I can't fathom why they shop at stores where the clerks look at me like I am so kind of roach that needs to be squished. I pick at my vegetarian lunch- another source of friction between me and my friends. My friends and I do not see eye to eye.

I survey the coffee shop where I am playing. It's a good turn out. I see a couple of people who I recognize for some of my other gigs. I do have a bit of a fan base. The intro to my first song comes on. I grab the mike and start singing. For the first time that day I don't think about mike or the flaws of my friendship. I just sing. To me a song is like an ocean. I listen to the rise and fall of the waves that carry my voice. The song ends all to soon. "I would like to thank you all for coming out today. I really love to be able to perform for you guys." They cheer in response and I start the next song.

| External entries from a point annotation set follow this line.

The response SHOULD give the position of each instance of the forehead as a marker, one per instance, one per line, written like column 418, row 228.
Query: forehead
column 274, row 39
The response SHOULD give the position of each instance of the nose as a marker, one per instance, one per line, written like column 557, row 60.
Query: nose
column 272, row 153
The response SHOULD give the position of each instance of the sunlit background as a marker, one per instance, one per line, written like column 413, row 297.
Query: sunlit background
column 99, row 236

When I finish my performance I'm covered in sweat. A boy in dark features walks up to me. I gasp because I recognize his face. He has a baseball cap on but if anyone really took the time to look at him they would know him immediately. Because he is Zayn Malik.

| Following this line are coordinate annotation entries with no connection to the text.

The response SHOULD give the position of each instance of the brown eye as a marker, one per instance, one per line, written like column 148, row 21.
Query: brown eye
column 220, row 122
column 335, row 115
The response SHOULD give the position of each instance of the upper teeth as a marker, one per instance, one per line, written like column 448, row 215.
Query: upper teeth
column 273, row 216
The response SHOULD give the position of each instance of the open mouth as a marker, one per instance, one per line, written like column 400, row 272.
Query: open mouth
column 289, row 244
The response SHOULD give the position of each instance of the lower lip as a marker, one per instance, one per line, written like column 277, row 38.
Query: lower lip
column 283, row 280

"You were really good.", He says. I rack my brain for something witty or clever to say but what comes out is "Don't you have some super-famous place to be? I mean it's not that I'm not thrilled you're here- this is coming out wrong. I'll start over. Hi, I'm Megan Flanagan. Thank you for your support." He laughs but I barely process it because I am still kicking myself for being so stupid.

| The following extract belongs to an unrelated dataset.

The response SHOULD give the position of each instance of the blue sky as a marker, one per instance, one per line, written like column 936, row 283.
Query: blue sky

"Look my band is looking for an opener. You seem to connect with the crowd well. I like your style. Would you grab dinner with me and we can talk." I relax. I love music and I can talk about it for hours. It doesn't matter if you are the queen of England I can talk your ear off once you get me going. "Sure. Do you have a car? I rode my bike here and I can always get it later."

I'm probably the only 18 year old without a drivers license. It just happens when I get behind the wheel. Speed limits just don't agree with me. He walks me to a car which has a rental drivers plate. Which makes sense because it's not like you can take a car with you on tour. On the way we talk and Zayn is surprisingly easy to talk to. His sense of humor is dry and witty. By the time I get to the restaurant the culture shock of talking to an international pop star has worn off. We pull up into a sparsely populated Denny's.

"Can I ask you a question", I say.

"Sure", he shrugs.

"What's it like being an international superstar?", I am honestly curious.

"It's like being a superstar but it's international."

And though I didn't realize it I think that's the first time I fell in love.